Closed jwulf closed 4 years ago
Running the 0.21.3 branch with the heartbeat code.
Connected fine. Ran at DEBUG log level for several hours, then switched to INFO to surface errors.
Load on the broker is next to nothing. Workers polling at 30 second intervals. ~12 workers connected.
[2019 Oct-29 09:49:22AM] ERROR:
context: "/server/node_modules/@magikcraft/nestjs-zeebe/node_modules/zeebe-node/dist/lib/GRPCClient.js:71"
id: "gRPC Channel"
message: "GRPC ERROR: 1 CANCELLED: Received http2 header with status: 503"
pollMode: "Long Poll"
taskType: "gRPC Channel"
[2019 Oct-29 09:49:22AM] ERROR:
context: "/server/node_modules/@magikcraft/nestjs-zeebe/node_modules/zeebe-node/dist/lib/GRPCClient.js:242"
id: "gRPC Channel"
message: "GRPC Channel State: READY"
pollMode: "Long Poll"
taskType: "gRPC Channel"
When the cluster reschedule finished, the client came back up, and serviced tasks.

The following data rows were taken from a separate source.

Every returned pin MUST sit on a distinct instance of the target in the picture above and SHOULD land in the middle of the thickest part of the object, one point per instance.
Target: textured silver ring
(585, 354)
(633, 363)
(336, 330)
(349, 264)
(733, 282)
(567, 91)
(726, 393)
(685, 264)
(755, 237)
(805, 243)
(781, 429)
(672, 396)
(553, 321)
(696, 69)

10:06:34: GRPC ERROR: 14 UNAVAILABLE: GOAWAY received
three times
10:10:36: GRPC ERROR: 14 UNAVAILABLE: GOAWAY received
once.
10:29:15: Worker still working.
10:43:43: GRPC ERROR: 14 UNAVAILABLE: GOAWAY received
once.
10:43:48: GRPC ERROR: 14 UNAVAILABLE: GOAWAY received
once.
10:52:53: Worker still working.
11:06:32: GRPC ERROR: 14 UNAVAILABLE: GOAWAY received
once.
11:10:19: GRPC ERROR: 14 UNAVAILABLE: GOAWAY received
once.
11:10:33: GRPC ERROR: 14 UNAVAILABLE: GOAWAY received
twice.
11:29:01: Worker still working.
11:38:33: GRPC ERROR: 14 UNAVAILABLE: GOAWAY received
twice.
11:47:57: Worker still working.
12:06:37: GRPC ERROR: 14 UNAVAILABLE: GOAWAY received
twice.
12:10:12: GRPC ERROR: 14 UNAVAILABLE: GOAWAY received
twice.
The 12:06 and 12:10 events were predicted, so there is a pattern.
12:17:00 Restarted workers to determine if the pattern is absolute timed (server-dependent) or relative timed (client-elapsed-time-dependent)

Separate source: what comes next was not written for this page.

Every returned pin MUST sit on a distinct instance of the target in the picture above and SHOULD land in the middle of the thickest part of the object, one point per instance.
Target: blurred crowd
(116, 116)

12:43:41: GRPC ERROR: 14 UNAVAILABLE: GOAWAY received
five times.
Running the client against a local broker running in Docker, against a remote broker in the same data centre (AWS US East), or against a K8s cluster via port-forwarding (AWS US East to GKE AU South East), there are none of these errors.
Therefore it is either the proxy or the broker config on Camunda Cloud.

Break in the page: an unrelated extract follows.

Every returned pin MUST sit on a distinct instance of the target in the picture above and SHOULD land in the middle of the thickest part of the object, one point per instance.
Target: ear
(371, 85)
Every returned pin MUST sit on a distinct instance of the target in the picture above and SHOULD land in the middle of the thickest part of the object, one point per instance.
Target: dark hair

It's still disconnecting and requiring a reboot. Try this: if the channel is down for a set amount of time, destroy and recreate the channel.
It looks like the worker channels are durable, but the client channel used to send commands becomes stale.
At the moment you can't reliably inspect the state of the client channel because the worker channel state bubbles up through it. Will change that behaviour in #109.
Any news on this?
Are you seeing this issue in production? I would be surprised if you see it with Lambdas. It seems to affect long-lived connections.
The Camunda Cloud team are now using this in production for their own systems, and are looking into the source of these issues.
Looked into this today with @colrad. We believe nginx receives the keepalive but doesn't pass it to the backend. Because the nginx <-> backend connection has no data on it, it's killed after 60s by the grpc_read_timeout
. We've increased that timeout to 601s (1s > than the default long-poll of 10 mins) in https://github.com/camunda-cloud/zeebe-controller-k8s/pull/185 - this should go live this week
https://trac.nginx.org/nginx/ticket/1555 sound familiar? we are playing around with tuning http2_max_requests but this comes with some caveats (basically it's a cap on a memory leak).
any chance you could put a debug counter on the requests?
Fixed in 0.23.0.
@jwulf thanks for the fix! what was the root cause?
Since cloud went to Zeebe 0.21.1, this happens every day:
The client reports it is connected, but does not retrieve any jobs.
Could this be due to pod rescheduling?